Endostatin binds to blood vessels in situ independent of heparan sulfate and does not compete for fibroblast growth factor-2 binding

Abstract

Endostatin is a carboxyl-terminal proteolytic fragment of collagen XVIII and a potent inhibitor of angiogenesis. The mechanism of action is unknown, but the crystal structure of endostatin predicts a prominent heparan sulfate binding site, suggesting that endostatin competitively inhibits heparin-binding angiogenic factors, such as basic fibroblast growth factor (FGF-2). The goal of the study was to map endostatin binding sites in intact human tissues and to determine whether this binding is heparan sulfate dependent. In situ binding was performed with recombinant epitope-tagged murine endostatin. Endostatin predominantly binds to blood vessels of different calibers in a saturable fashion. In addition, binding to some epithelial basement membranes is seen. The localization pattern is similar to that reported for collagen XVIII, endostatin's parent molecule. In breast carcinomas, endostatin co-localizes largely with FGF-2. In a surprising contrast to FGF-2, endostatin binding is resistant to treatment with heparitinase, demonstrating that binding is not mediated by heparan sulfate proteoglycans. Furthermore, FGF-2 and heparin do not compete for endostatin binding, providing additional evidence for the discreteness of endostatin and FGF-binding sites.

Figure 1.

A to F: Endostatin binding in human tissues.
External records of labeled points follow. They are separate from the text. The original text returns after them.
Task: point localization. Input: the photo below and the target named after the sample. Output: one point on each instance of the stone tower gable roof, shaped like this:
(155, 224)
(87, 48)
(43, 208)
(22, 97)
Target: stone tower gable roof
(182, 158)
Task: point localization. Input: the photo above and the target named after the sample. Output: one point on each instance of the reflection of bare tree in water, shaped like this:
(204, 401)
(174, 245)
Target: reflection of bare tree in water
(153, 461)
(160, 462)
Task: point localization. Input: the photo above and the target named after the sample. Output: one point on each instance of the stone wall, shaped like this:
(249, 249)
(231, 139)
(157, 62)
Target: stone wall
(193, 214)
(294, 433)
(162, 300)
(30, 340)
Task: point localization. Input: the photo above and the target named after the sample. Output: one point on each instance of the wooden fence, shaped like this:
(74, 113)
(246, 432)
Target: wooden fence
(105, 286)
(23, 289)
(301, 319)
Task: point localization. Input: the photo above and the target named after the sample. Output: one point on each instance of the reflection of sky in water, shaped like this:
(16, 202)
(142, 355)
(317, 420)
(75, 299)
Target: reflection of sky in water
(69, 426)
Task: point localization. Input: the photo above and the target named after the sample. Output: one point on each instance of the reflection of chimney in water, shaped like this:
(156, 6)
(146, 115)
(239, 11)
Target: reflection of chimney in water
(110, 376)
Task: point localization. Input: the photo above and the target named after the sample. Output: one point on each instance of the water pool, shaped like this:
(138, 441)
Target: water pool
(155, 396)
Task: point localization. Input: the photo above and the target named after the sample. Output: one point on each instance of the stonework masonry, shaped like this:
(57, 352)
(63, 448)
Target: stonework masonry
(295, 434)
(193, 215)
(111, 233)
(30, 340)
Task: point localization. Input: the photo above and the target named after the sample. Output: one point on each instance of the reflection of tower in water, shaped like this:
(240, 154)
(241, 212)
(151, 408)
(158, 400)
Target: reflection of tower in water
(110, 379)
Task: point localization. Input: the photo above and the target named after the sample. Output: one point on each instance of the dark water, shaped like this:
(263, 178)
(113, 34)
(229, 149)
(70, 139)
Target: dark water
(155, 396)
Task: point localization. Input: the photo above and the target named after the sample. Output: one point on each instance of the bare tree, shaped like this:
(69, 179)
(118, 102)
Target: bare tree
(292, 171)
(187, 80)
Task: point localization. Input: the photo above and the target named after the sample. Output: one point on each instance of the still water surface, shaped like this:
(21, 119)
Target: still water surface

Frozen sections of human tissues were incubated with recombinant HA-tagged endostatin (130 nmol/L), and bound endostatin was detected with anti-HA antibodies and Alexa-546-conjugated secondary antiserum (red channel). Double labeling was carried out on some sections (A, B, D, E, and F) with Alexa-488 conjugate (green channel) to determine location of other proteins as indicated. A: Capillaries in normal lung; HA-endostatin binding (red) and factor-VIII-related antigen (green). B: Capillary in breast cancer; co-localization of HA-endostatin binding (red) with perlecan (green). C: Normal renal cortex with glomerulus (G) and renal tubules (T) in the periphery. D: Normal breast tissue with branching duct (D) and stromal capillaries (V); HA-endostatin binding (red) and factor-VIII-related antigen (green). E and F: Infiltrating ductal carcinoma with angiogenic hot spots; HA-endostatin binding (red) and factor-VIII-related antigen (green). G: Ductal carcinoma in situ (DCIS) within ductal lumen (D) and with garland of newly formed capillaries (V). Strong signal within duct lumen is due to autofluorescence of necrotic or calcified material. H and I: Competition between endostatin and FGF-2. Frozen sections of human breast carcinomas were incubated with FGF-2, and bound growth factor was detected with anti-FGF-2 monoclonal antibody and Alexa-546-conjugated secondary antibody. H: FGF-2 (3 nmol/L) binding to blood vessels. I: FGF-2 (3 nmol/L) binding in the presence of 300-fold molar excess (1 μmol/L) of endostatin. The slide was preincubated with the competitor for 30 minutes before adding FGF-2. J to O: Comparison of endostatin and FGF-2 binding. Frozen sections of human skin (J and M) and breast carcinomas (K, L, N, and O) were incubated with HA-tagged endostatin (J, K, and L) or FGF-2 (M, N, and O). Bound protein was detected with anti-HA or anti-FGF-2 monoclonal primary antibodies and visualized by immunofluorescence. Treatment with heparitinase enzyme before the binding reaction was performed on L and O to determine whether the binding sites were heparan sulfates.